Beazley warns of greater cyber complexity – report

What can organizations do to mitigate the challenge?

Beazley warns of greater cyber complexity – report

Cyber

By Mary Or

Cyber threats will be defined by greater complexity, a shift in the way actors use stolen data, and a resulting rise in U.S. class actions in the coming year, Beazley reports.

Specialist insurer Beazley has published its latest cyber services snapshot, a report that maps out the cyber security landscape for the coming year based on real-time, global cyber incident data handled by Beazley’s cyber services, including cause of loss by industry, ransomware, business email compromise, and data exfiltration.

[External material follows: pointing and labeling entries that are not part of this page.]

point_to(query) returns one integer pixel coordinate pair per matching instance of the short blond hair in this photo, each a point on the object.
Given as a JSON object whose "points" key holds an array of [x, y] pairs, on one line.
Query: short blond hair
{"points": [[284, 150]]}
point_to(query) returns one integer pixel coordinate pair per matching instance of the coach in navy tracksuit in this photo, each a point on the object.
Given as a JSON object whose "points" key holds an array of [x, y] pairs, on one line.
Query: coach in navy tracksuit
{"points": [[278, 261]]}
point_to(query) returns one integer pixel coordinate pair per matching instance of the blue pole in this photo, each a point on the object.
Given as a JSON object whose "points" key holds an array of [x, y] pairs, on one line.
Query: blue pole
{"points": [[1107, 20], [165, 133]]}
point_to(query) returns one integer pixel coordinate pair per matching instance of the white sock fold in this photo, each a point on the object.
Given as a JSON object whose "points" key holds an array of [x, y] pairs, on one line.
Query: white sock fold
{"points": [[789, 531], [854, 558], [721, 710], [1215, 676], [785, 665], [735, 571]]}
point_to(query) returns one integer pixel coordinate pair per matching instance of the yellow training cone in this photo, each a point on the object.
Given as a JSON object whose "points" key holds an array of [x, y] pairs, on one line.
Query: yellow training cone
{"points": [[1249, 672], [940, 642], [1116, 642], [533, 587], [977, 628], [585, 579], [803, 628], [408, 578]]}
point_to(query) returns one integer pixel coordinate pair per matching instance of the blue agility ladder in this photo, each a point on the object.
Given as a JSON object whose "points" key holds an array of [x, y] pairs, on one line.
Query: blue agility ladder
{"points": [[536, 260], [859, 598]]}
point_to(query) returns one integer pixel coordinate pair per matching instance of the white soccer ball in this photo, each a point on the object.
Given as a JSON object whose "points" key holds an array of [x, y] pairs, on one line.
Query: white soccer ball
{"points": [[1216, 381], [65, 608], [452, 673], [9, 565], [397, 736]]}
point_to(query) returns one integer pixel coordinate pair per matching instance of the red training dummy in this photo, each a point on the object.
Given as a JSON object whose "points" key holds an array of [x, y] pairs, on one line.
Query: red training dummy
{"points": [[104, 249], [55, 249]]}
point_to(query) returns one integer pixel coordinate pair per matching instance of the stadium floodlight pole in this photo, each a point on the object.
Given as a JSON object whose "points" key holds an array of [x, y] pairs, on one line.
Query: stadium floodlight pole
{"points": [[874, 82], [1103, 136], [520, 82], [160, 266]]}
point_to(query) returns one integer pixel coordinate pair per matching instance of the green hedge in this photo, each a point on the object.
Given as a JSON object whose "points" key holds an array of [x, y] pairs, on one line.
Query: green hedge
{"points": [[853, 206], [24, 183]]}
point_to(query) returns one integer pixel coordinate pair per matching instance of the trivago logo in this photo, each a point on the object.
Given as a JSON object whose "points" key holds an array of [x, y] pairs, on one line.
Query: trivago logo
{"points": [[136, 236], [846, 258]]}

The cyber services snapshot also includes insights from Beazley’s front-line cyber incident response team around the world.

Fraudulent instruction as a cause of loss grew by 13% in 2022 up from 2021’s data. Small organizations were especially vulnerable to this category of cyber attack. Beazley’s report suggested that organizations invest in educating their employees to spot fraudulent instruction tactics such as spoof emails or domain names.

The cyber services snapshot also warned organizations to be wary of social engineering, bypassing of multi-factor authentication, targeting of managed service providers, and compromising of cloud environments, as these were likely areas of vulnerability in the coming year. 

“At first glance, things hardly seem particularly new as we enter 2023,” said Beazley head of U.S. cyber services Russ Cohen. “Threat actors are still using the same kinds of ransomware vectors to attack, and we’re still talking about the same need for education and controls.”

But a look beneath the surface would reveal the “subtle but important” evolution of cyber incidents.

“As bad actors continue to identify and exploit vulnerabilities, the tools you’ve come to count on are not sufficient by default anymore; nor are the same instructions you’ve been giving your team for years,” Cohen said. “In the event of a breach, your organization’s vulnerabilities are greater than ever, and the costs could be higher.”

A symptom of the growing complexities of cyber incidents in the U.S. was the uptick in class actions in 2022, which saw victims filing for damages on the same kind of data breach – cyber extortion with data exfiltration. Beazley believed class actions for data breaches would surge in the U.S. over 2023 as stolen data became more and more accessible online and data privacy concerns rose.

Beazley noted the lack of any singular driver behind cyber extortion. Threat actors hardly need to manipulate data anymore, the cyber services snapshot found; they can simply steal data and distribute it.

“As threat actors bring new sophistication to their techniques and adapt to improved cybersecurity efforts, more and more companies will realize they can no longer count on the default configuration of off-the-shelf IT solutions and tools,” Cohen said.

 Beazley continues to provide market-leading support, services, and tools to mitigate its clients’ risk to cyber threats and expedite recovery in case of a breach.